Depending on the reason they are biting, blowing in the face can have the opposite effect and only make hedgie madder.

The key is to try and figure out why hedgie is biting. 

Usually they nibble because they like the smell or are interested in the smell. It used to be warned, lick, lick, bite. What we thing smells good and what they think smells good are two totally different things. Even washing with scent free, might be scent free to us but not to them. 

Some are very oral and allowing hedgie to chew on a piece of hedgie safe cloth will end the biting. 

Sometimes when they get up they are hungry and offering some of their kibble or a treat will help.

Often they bite because we are doing something, or not doing something they want. For example, perhaps hedgie has to go potty and if hedgie is one that prefers their cage to potty, we don't clue in and a bite gets hedgie put back in cage. 

Never give hedgie treats by holding the treat in your fingers. They can mistake fingers as always having treats. It's best to set the treat in front of hedgie. 

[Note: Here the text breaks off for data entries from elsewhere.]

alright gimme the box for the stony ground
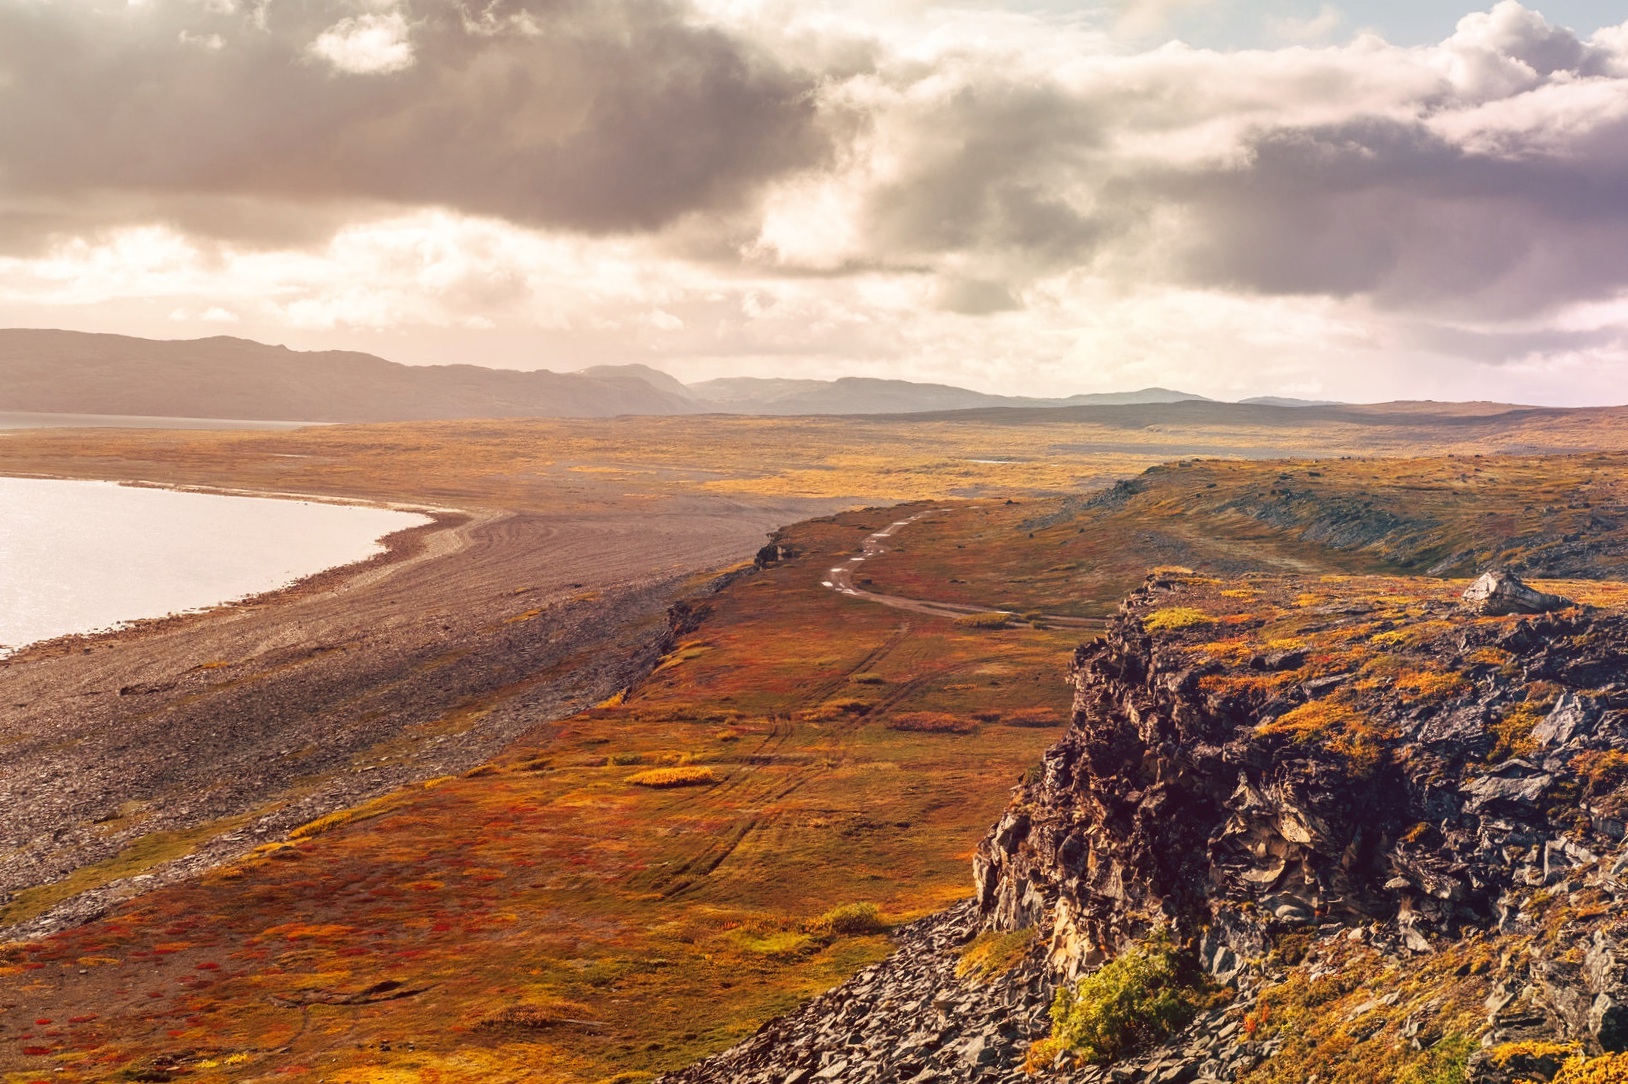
[0,497,826,940]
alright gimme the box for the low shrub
[625,766,718,788]
[1573,750,1628,796]
[1394,1034,1475,1084]
[1552,1051,1628,1084]
[1047,931,1204,1065]
[955,612,1014,629]
[849,673,887,685]
[1485,1041,1582,1083]
[1491,702,1545,760]
[807,902,889,937]
[476,1001,599,1031]
[1256,697,1396,774]
[1143,607,1214,632]
[1395,669,1469,705]
[886,712,976,734]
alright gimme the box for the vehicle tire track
[822,512,1105,630]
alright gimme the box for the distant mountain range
[0,329,1325,422]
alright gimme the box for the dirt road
[822,511,1105,630]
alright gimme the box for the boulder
[1461,570,1570,616]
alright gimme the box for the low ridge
[666,570,1628,1084]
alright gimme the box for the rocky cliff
[666,570,1628,1084]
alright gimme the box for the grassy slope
[0,509,1075,1083]
[856,454,1628,619]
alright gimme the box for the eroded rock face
[1462,569,1571,616]
[974,574,1628,1064]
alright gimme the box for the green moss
[1143,607,1215,632]
[1049,931,1205,1064]
[1396,1034,1476,1084]
[957,928,1037,981]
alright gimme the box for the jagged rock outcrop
[1461,570,1572,616]
[659,903,1056,1084]
[667,572,1628,1083]
[972,573,1628,1072]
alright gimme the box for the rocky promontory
[668,570,1628,1083]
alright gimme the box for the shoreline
[0,474,471,665]
[0,477,821,942]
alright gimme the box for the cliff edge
[666,569,1628,1084]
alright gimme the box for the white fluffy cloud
[1,0,1626,403]
[309,11,415,74]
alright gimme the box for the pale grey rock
[1461,570,1570,616]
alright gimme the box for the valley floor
[0,503,1079,1082]
[0,497,819,942]
[10,418,1628,1083]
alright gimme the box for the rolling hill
[0,329,1211,422]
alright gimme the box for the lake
[0,411,316,430]
[0,478,428,655]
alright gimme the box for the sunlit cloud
[308,11,414,74]
[0,0,1625,403]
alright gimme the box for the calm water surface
[0,411,316,430]
[0,478,428,654]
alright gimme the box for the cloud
[1268,3,1342,45]
[739,2,1628,327]
[1115,0,1214,38]
[2,0,1628,402]
[309,11,415,74]
[0,0,829,236]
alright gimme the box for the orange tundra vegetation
[0,508,1075,1083]
[15,445,1628,1080]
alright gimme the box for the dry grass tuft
[957,928,1037,981]
[806,902,889,937]
[885,712,977,734]
[1002,707,1064,728]
[476,1001,601,1032]
[625,766,719,788]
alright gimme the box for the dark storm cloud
[860,79,1113,264]
[0,0,828,239]
[1166,112,1628,315]
[1403,320,1626,362]
[796,4,1628,323]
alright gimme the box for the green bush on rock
[1042,931,1204,1066]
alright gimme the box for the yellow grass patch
[625,766,720,788]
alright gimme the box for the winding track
[822,511,1106,630]
[2,495,1089,939]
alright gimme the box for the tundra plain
[6,405,1628,1082]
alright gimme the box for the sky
[1,1,1627,404]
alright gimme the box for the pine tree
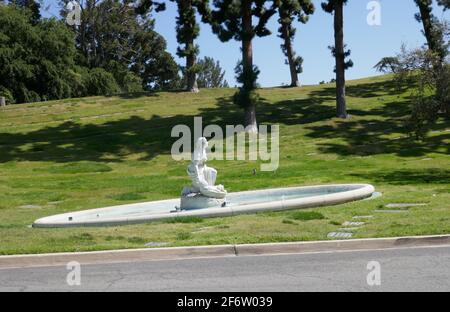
[171,0,211,92]
[275,0,314,87]
[208,0,277,132]
[322,0,352,119]
[136,1,210,92]
[414,0,447,62]
[196,56,229,88]
[13,0,41,24]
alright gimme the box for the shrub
[86,68,120,96]
[375,39,450,138]
[121,72,144,94]
[0,87,14,104]
[22,89,41,103]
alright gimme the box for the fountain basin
[32,184,375,228]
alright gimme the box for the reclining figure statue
[180,137,227,210]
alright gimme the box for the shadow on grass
[0,78,448,163]
[303,80,449,157]
[308,79,408,99]
[112,88,189,99]
[0,96,243,163]
[0,90,333,163]
[350,169,450,185]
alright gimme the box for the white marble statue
[180,137,226,210]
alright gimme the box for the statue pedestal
[180,191,225,211]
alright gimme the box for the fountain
[33,137,376,228]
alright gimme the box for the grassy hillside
[0,75,449,255]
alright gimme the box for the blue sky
[42,0,449,87]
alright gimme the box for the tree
[209,0,277,132]
[170,0,211,92]
[196,56,229,88]
[135,0,166,14]
[136,0,208,91]
[59,0,104,68]
[374,23,449,139]
[275,0,314,87]
[400,47,449,138]
[0,5,78,103]
[437,0,450,10]
[374,57,400,73]
[95,0,179,90]
[322,0,352,119]
[414,0,447,62]
[85,68,120,96]
[60,0,180,91]
[136,0,210,92]
[12,0,41,24]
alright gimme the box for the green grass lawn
[0,75,449,255]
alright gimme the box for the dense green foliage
[11,0,41,24]
[85,68,121,96]
[59,0,180,91]
[0,2,180,104]
[0,6,76,103]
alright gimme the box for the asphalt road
[1,245,449,292]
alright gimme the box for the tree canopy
[0,5,76,103]
[0,2,181,104]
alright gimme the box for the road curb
[235,234,450,255]
[1,234,449,269]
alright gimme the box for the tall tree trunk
[334,1,347,118]
[186,50,198,92]
[281,22,300,87]
[80,12,87,60]
[416,0,437,52]
[87,0,97,67]
[179,0,198,93]
[415,0,444,68]
[242,1,253,91]
[244,105,257,132]
[242,0,257,132]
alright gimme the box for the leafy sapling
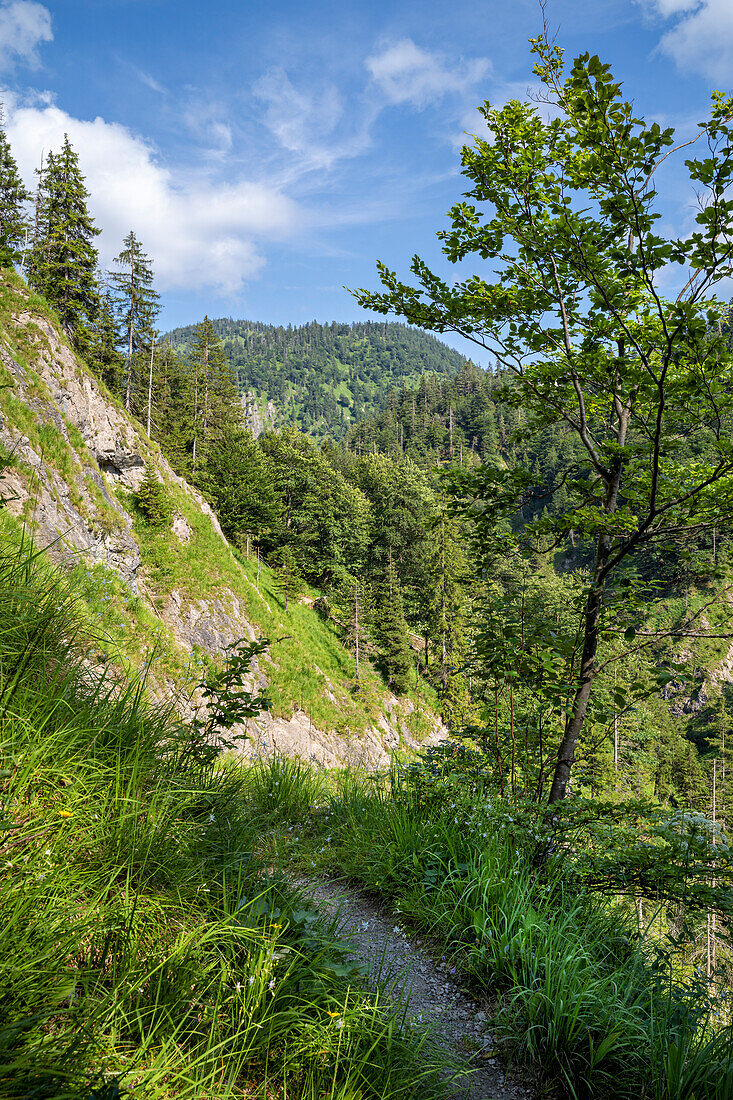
[186,637,272,765]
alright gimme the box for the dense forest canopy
[164,317,473,439]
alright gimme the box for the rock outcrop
[0,283,446,768]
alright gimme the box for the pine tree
[272,546,302,612]
[188,316,240,476]
[135,465,172,528]
[109,230,160,413]
[376,557,412,694]
[89,280,125,394]
[0,104,30,270]
[28,136,100,351]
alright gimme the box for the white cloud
[253,67,372,171]
[5,93,300,294]
[0,0,51,70]
[365,38,491,109]
[640,0,698,15]
[134,67,166,95]
[641,0,733,83]
[183,100,233,154]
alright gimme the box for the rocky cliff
[0,273,445,767]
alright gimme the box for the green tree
[109,230,160,413]
[272,546,302,612]
[354,40,733,803]
[135,465,172,528]
[188,316,240,476]
[28,135,100,352]
[198,426,279,547]
[375,557,412,695]
[259,427,371,587]
[0,105,30,270]
[89,280,125,394]
[153,343,196,474]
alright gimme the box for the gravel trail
[296,876,535,1100]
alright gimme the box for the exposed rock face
[0,298,446,768]
[241,391,277,439]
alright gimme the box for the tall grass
[0,536,453,1099]
[259,757,733,1100]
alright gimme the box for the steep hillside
[164,317,472,439]
[0,272,444,766]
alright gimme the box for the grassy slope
[0,271,440,747]
[0,541,456,1100]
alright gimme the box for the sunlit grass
[0,537,455,1099]
[249,755,733,1100]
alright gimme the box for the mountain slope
[164,317,473,439]
[0,271,444,765]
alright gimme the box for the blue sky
[2,0,733,359]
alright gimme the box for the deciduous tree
[354,40,733,802]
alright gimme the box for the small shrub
[134,465,172,528]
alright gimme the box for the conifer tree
[188,316,240,476]
[28,135,100,351]
[0,105,30,270]
[344,577,371,683]
[135,465,172,528]
[153,343,196,474]
[376,556,412,694]
[89,280,125,394]
[273,546,302,612]
[109,230,160,413]
[198,426,279,546]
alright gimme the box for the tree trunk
[354,579,360,682]
[547,531,612,803]
[125,259,134,412]
[146,333,155,437]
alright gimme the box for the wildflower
[336,1018,344,1029]
[268,979,275,992]
[58,810,73,818]
[248,976,255,985]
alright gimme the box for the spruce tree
[0,105,30,270]
[135,465,172,528]
[198,425,279,546]
[154,344,196,475]
[188,316,240,476]
[376,557,412,694]
[272,546,302,612]
[109,230,159,413]
[28,136,100,351]
[89,280,125,394]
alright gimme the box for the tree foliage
[28,135,100,352]
[354,40,733,801]
[0,105,30,270]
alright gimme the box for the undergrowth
[250,754,733,1100]
[0,537,455,1099]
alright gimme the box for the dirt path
[296,876,534,1100]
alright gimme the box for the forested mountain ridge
[164,317,473,439]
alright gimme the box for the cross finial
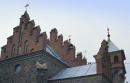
[107,26,110,40]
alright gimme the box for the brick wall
[0,11,87,66]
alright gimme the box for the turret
[94,28,126,83]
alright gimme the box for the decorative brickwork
[0,11,87,66]
[94,40,112,81]
[0,11,126,83]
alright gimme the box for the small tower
[107,28,126,83]
[94,28,126,83]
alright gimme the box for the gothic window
[114,56,119,63]
[23,40,28,54]
[11,44,15,56]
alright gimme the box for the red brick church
[0,11,126,83]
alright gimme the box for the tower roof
[108,39,119,52]
[107,28,120,52]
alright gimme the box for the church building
[0,11,126,83]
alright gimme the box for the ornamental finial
[107,26,110,40]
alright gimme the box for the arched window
[11,44,15,56]
[114,56,119,63]
[23,40,28,54]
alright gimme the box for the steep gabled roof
[108,39,120,52]
[107,28,120,52]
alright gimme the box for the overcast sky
[0,0,130,82]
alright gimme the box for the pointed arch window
[11,44,16,56]
[23,40,28,54]
[114,56,119,63]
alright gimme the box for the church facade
[0,11,126,83]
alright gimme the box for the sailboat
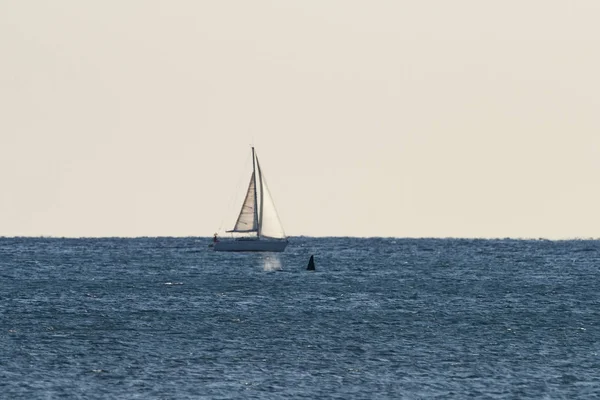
[213,147,288,252]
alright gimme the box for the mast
[251,147,260,238]
[257,158,264,236]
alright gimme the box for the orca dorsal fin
[306,255,315,271]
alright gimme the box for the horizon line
[0,235,598,241]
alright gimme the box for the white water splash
[261,255,282,271]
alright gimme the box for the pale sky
[1,1,599,238]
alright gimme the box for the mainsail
[230,173,258,233]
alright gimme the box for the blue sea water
[1,237,599,399]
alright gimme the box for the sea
[1,237,599,399]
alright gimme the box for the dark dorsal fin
[307,255,315,271]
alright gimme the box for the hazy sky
[1,1,599,238]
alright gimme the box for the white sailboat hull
[213,238,288,252]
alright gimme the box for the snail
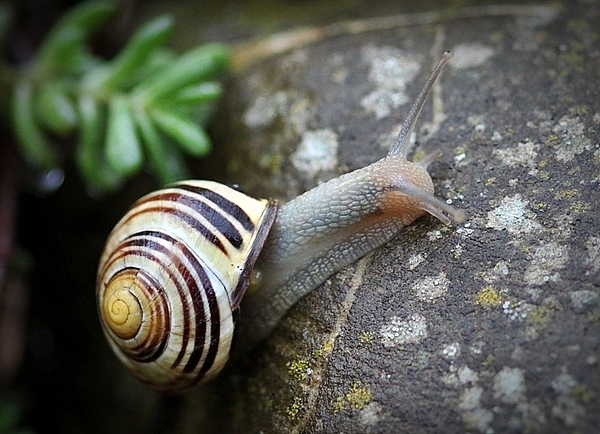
[97,51,465,392]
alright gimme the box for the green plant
[5,0,229,192]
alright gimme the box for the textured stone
[196,2,600,433]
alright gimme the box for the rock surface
[187,2,599,433]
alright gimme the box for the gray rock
[185,2,600,433]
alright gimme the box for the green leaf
[11,80,57,168]
[105,97,143,175]
[150,108,210,156]
[135,43,229,103]
[100,15,174,90]
[36,26,86,73]
[134,109,187,184]
[170,81,222,105]
[35,81,78,134]
[76,95,122,190]
[133,47,176,82]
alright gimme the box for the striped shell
[96,180,277,392]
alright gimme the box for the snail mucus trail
[97,51,465,392]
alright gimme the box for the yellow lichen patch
[412,148,427,163]
[331,396,346,413]
[345,382,373,410]
[571,384,595,403]
[568,104,589,116]
[490,31,504,44]
[482,354,495,368]
[474,286,504,307]
[286,396,304,420]
[585,310,600,323]
[485,177,496,186]
[546,134,560,145]
[331,381,374,413]
[287,358,311,381]
[312,340,334,359]
[358,331,373,344]
[570,201,590,214]
[554,189,579,200]
[528,305,551,327]
[258,152,284,174]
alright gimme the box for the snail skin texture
[97,51,465,392]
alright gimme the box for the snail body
[97,52,465,392]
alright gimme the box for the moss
[474,286,503,307]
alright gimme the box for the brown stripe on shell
[141,190,245,249]
[125,230,223,385]
[175,183,256,232]
[125,231,208,371]
[125,203,228,255]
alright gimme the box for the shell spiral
[96,180,277,392]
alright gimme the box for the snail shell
[97,180,276,391]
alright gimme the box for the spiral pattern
[97,180,276,392]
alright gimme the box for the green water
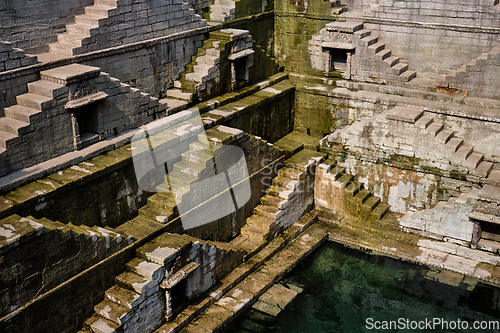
[225,242,500,333]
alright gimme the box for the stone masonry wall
[0,0,92,53]
[0,216,131,317]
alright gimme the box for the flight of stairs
[352,24,416,82]
[316,158,391,223]
[328,106,496,179]
[209,0,236,22]
[47,0,119,56]
[170,31,234,104]
[436,46,500,93]
[231,148,326,256]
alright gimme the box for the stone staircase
[80,232,188,333]
[79,231,243,333]
[0,214,131,317]
[400,189,480,244]
[230,148,326,256]
[40,0,206,57]
[0,214,129,254]
[316,158,391,223]
[168,35,225,104]
[436,46,500,98]
[352,24,416,82]
[0,63,165,176]
[209,0,236,22]
[327,106,497,180]
[0,41,38,72]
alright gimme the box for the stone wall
[0,215,131,317]
[0,41,37,72]
[0,0,92,53]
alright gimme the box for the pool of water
[225,242,500,333]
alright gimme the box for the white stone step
[57,33,85,46]
[166,89,193,101]
[0,117,30,135]
[85,5,116,17]
[75,14,106,26]
[49,42,79,56]
[28,80,68,98]
[193,63,217,75]
[196,55,220,65]
[66,23,95,35]
[4,105,42,123]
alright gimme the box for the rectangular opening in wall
[76,104,100,148]
[331,48,348,71]
[235,57,249,85]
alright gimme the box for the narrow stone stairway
[328,105,497,180]
[230,148,326,256]
[317,158,391,223]
[208,0,236,22]
[47,0,119,56]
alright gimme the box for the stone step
[375,48,391,61]
[245,214,275,229]
[444,137,463,152]
[126,257,164,282]
[360,35,378,47]
[168,170,198,187]
[400,70,416,82]
[115,271,156,296]
[146,192,177,210]
[353,189,372,205]
[173,160,212,178]
[87,316,120,333]
[253,205,282,220]
[329,165,346,180]
[85,4,116,17]
[181,150,214,166]
[455,144,473,159]
[362,196,380,212]
[66,23,95,35]
[337,174,354,188]
[189,141,213,155]
[415,115,433,129]
[372,203,389,220]
[272,176,300,191]
[425,122,443,136]
[193,63,217,75]
[436,129,453,143]
[241,223,269,237]
[260,194,289,210]
[4,105,42,123]
[28,80,67,98]
[206,48,221,57]
[196,55,220,65]
[105,285,142,310]
[75,14,106,26]
[48,42,80,55]
[391,62,408,75]
[277,167,304,181]
[57,33,86,46]
[138,205,175,224]
[94,298,131,326]
[386,106,423,123]
[464,152,483,169]
[95,0,118,6]
[353,29,371,39]
[383,56,399,67]
[475,161,493,177]
[116,216,163,240]
[0,130,18,149]
[0,117,31,135]
[185,72,210,83]
[345,181,363,198]
[368,42,385,54]
[266,185,294,200]
[16,92,55,111]
[166,89,193,101]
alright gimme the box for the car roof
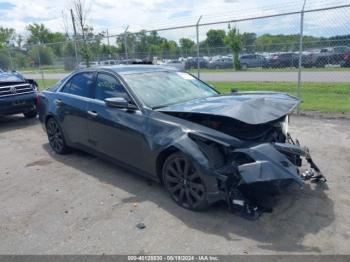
[97,65,178,75]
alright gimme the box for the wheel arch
[44,113,55,126]
[156,146,180,184]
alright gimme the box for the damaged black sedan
[38,65,326,218]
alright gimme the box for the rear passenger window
[95,73,128,101]
[62,72,93,97]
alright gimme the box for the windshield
[122,71,218,108]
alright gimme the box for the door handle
[87,110,98,117]
[55,99,63,106]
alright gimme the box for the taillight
[344,53,349,60]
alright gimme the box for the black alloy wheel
[162,153,208,211]
[46,118,69,154]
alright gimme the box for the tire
[46,117,70,154]
[162,152,209,211]
[23,109,37,119]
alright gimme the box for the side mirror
[105,97,137,110]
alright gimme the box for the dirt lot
[0,115,350,255]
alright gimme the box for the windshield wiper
[152,104,170,110]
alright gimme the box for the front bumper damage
[217,134,327,219]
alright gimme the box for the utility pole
[124,25,129,61]
[297,0,307,114]
[70,9,79,68]
[196,15,203,79]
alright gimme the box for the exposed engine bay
[165,111,287,142]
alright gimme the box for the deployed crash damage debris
[224,141,326,219]
[162,92,327,219]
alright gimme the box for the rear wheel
[162,153,209,211]
[23,109,37,118]
[46,117,69,154]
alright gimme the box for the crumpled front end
[215,134,327,219]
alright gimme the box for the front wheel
[46,117,70,154]
[162,153,209,211]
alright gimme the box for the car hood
[158,92,300,125]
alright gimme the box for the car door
[86,72,146,166]
[56,72,94,147]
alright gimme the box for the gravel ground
[0,115,350,255]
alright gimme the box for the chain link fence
[1,3,349,112]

Until she gets over this, keep exposed skin out of reach. If she does get you, try not to react in case the reaction is what she wants. Try to hold still until she lets go. Yep, hard to do and it hurts. 

How old is she?


----------



## MandyA (Aug 28, 2014)

Yea I didnt jerk or anything so I wouldnt hurt her. I know she diesnt understand but my mom shook her f I nger at b her and in a soft baby voice said Nono Shiloh and she hid her face in my hand it was so funny.

She just turned 2 months old.


----------



## gracefulchaos01 (Mar 19, 2014)

Gabriel looks at me when he is done biting... ya, so what, he says with his crazy expressive eyes. He doesn't care. He just wanted to bite. Little demon spawn. 
I'm a big fan of fleece. At least I'm starting to recognize his different expressions.


----------



## MandyA (Aug 28, 2014)

She usually lays in her sleeping/snuggle bag and she had crawled out into my hand.


----------



## gracefulchaos01 (Mar 19, 2014)

Gabriel has this other expression. It's the I love you and I miss you and I want to snuggle. He pulls me in with that one and after a few minutes of back pettings and close holding he starts to get a tiny bit twitchy. Then he brings his visor up and down. That's the warning sign. That is the, I'm feeling full of myself and need to attack something sign. If I catch it we have a grand game of fleece tug and both have a lot of fun. If I miss it, about 1/3 of the time he bypasses the fleece and I end up bleeding badly. I'm still healing from one about a week and a half ago.

Yes, I have an overblown caregiver/codependent personality.


----------



## MandyA (Aug 28, 2014)

Shiloh gets jumpy and hissy when she is ready to eat and be left alone. She gets so jumpy I can barely hold her to get her back in her cage. Haha. But she likes to fit and bite her nap sack. Haha


----------



## gracefulchaos01 (Mar 19, 2014)

Encourage her biting on the sack. Does she bite down and shake her head and body like a dog? Gabriel does. It's so funny.


----------



## MandyA (Aug 28, 2014)

YES! haha. She rolls around in it. When she is in her playpen and gets in it you can see it roll around.


----------



## gracefulchaos01 (Mar 19, 2014)

Lulz! Gabe takes his blankie and drags it with his teeth between his legs around the pen like a teeny lion. After he has killed it, of course.


----------



## MandyA (Aug 28, 2014)

Haha. She is in her nap sack laying on me right now. She is making a clicking noise. I took her outside in the grass for the first time she ate a blade of grass and started anointing then, haha. She hasn't tried to bite me, yet.


----------



## MandyA (Aug 28, 2014)

She's snug as a bug in a rug.


----------